By way of background, the CFPA establishes the Consumer Financial Protection Bureau (CFPB) as the Federal government's primary regulator of consumer financial products and services. Similar to the FTC Act, the Consumer Financial Protection Act prohibits "unfair, deceptive, or abusive," acts or practices, though the CFPB's jurisdiction is limited to practices in connection with "any transaction with a consumer for a consumer financial product or service, or the offering of a consumer financial product or service." The Act further establishes that “any person that provides a material service to a covered person in connection with the offering or provision by such covered person of a consumer financial product or service” shall be considered a “service provider,” also covered by the Act.
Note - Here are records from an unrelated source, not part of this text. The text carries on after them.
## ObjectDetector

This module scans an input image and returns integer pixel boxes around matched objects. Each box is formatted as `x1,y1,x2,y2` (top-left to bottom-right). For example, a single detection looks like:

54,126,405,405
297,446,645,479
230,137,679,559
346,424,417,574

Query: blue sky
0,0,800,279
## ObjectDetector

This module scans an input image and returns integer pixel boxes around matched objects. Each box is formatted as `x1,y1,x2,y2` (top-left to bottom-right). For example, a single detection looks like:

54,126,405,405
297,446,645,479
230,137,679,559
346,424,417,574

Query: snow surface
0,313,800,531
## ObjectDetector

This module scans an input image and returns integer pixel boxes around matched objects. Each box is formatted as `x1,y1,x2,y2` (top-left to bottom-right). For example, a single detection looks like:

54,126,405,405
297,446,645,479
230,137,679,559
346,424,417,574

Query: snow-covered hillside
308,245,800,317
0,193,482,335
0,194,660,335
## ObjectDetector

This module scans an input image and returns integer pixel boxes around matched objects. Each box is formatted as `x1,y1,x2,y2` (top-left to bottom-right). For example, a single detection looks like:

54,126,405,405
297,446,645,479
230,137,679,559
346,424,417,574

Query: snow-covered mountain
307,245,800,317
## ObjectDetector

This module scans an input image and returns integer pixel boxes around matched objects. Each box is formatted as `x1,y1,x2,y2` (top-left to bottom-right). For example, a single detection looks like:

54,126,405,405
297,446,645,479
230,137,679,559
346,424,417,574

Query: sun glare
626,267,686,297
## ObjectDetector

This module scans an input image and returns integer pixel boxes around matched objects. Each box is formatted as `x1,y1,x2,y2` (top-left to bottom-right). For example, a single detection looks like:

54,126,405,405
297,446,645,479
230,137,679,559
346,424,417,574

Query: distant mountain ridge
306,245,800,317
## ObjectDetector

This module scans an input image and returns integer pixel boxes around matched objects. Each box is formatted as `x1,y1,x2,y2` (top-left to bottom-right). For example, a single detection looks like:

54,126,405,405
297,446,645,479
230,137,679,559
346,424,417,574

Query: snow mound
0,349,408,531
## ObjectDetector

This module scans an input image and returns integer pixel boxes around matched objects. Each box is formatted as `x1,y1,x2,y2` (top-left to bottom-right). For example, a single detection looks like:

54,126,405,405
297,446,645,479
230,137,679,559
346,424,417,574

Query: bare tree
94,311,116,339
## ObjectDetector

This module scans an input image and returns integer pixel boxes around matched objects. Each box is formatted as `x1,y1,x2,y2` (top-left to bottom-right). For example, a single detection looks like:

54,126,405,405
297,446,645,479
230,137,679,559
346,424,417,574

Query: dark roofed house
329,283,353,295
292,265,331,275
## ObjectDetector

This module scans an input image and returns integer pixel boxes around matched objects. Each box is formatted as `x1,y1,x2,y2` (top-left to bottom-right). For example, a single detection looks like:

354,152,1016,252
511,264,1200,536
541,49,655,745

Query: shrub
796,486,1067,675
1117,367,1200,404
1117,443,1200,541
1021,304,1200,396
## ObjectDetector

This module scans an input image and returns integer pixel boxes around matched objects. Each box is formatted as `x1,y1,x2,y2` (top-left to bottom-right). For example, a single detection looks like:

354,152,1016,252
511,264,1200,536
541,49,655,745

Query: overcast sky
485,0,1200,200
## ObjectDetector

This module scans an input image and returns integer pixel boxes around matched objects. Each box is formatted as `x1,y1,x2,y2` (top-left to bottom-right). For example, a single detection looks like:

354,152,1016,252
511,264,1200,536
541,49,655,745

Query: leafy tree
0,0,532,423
However, the Act contains an exception for companies that solely provide time or space for an advertisement for a consumer financial product or service through print, newspaper, or electronic media: the so-called “time or space exception.” The CFPB’s ruling establishes that this “time or space” exception does not cover firms that are “materially involved in the development of content strategy.” As the CFPB’s press release states, “[d]igital marketers… seek to maximize individuals’ interactions with ads. They may harvest personal data to feed their behavioral analytics models that can target individuals or groups that they predict are more likely to interact with an ad or sign up for a product or service.” Such marketers are, “ play[ing] …a…significant role in determining which specific users see digital advertisements.”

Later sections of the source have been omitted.